The global production of plastics was reported to reach 9.2 billion tons in 2020, and it is still increasing every year. Among them, polyolefins, represented by polyethylene (PE) and polypropylene (PP), account for about 55% of the total plastics. However, only about 10% of plastic wastes were recycled due to their chemical inertness.
Recently, a research group led by Prof. PAN Xiulian from the Dalian Institute of Chemical Physics (DICP) of the Chinese Academy of Sciences (CAS) achieved the upcycling of polyolefin waste plastics and carbon dioxide (CO2) to aromatics with a high selectivity. This study was published in the journal of National Science Review.
Scheme of upcycling polyolefin waste plastics and CO2 to aromatics (Image by DING Yi)
Inspired by the concept of oxide-zeolite (OXZEO) bifunctional catalysts for syngas conversion and CO2 hydrogenation, the researchers designed a bifunctional catalyst composed of ZSM-5 zeolite and Pt/MnOx for combined upcycling of polyolefin plastics and CO2 neutralization. ZSM-5 catalyzed the cracking of polyolefins and aromatization, generating hydrogen simultaneously while Pt/MnOx catalyzed the reaction of hydrogen with CO2, consequently driving the reaction toward aromatization.

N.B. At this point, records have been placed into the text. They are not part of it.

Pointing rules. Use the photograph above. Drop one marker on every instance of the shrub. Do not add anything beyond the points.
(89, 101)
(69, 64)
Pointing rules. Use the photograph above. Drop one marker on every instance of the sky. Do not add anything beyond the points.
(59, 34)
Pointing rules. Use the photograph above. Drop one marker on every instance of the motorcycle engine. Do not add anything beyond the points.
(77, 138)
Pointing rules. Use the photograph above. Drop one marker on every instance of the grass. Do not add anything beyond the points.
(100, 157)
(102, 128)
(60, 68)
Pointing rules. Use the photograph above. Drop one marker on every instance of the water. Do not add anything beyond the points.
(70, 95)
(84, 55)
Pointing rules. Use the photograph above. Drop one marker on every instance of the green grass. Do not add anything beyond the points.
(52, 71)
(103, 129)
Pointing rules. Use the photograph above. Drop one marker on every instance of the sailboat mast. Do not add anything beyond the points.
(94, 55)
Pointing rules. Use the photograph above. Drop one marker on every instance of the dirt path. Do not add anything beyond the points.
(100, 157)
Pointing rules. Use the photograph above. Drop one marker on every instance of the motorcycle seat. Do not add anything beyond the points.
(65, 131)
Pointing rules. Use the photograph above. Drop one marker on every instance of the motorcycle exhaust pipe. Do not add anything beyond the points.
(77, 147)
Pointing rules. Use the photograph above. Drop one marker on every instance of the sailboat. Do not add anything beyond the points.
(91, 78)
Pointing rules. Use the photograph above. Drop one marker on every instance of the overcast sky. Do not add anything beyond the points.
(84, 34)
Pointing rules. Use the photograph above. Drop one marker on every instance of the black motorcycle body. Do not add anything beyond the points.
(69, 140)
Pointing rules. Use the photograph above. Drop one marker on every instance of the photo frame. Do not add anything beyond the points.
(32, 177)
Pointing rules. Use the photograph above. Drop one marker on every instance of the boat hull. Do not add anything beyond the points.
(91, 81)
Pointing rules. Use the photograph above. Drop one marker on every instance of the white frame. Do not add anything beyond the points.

CO2 acted not only as a hydrogen scavenger but also as a carbon source that was incorporated into the aromatic-products.
With this bifunctional catalyst, the researchers proved that 1.0 kg polyolefin consumed 0.2 kg CO2, and 90% of the consumed CO2 was incorporated into the aromatic products. It yielded 0.63 kg aromatics, 0.28 kg liquefied petroleum gas (LPG) and naphtha, with monocyclic aromatics accounting for 87% and benzene, toluene, and xylene (BTX) accounting for 60% of the aromatics. By contrast, the conventional pyrolysis or hydrocracking processes produced only 0.33 kg aromatics at 300 °C and 1 MPa.
Furthermore, the researchers indicated that this designed bifunctional catalyst enabled upcycling of different polyolefins, including polyethylene, polypropylene, and their plastic products in different forms.
"We not only achieved the selective production of high value-added aromatic hydrocarbons such as BTX from waste polyolefin plastics under mild conditions but also provided a new strategy for the utilization of CO2," said Prof. PAN.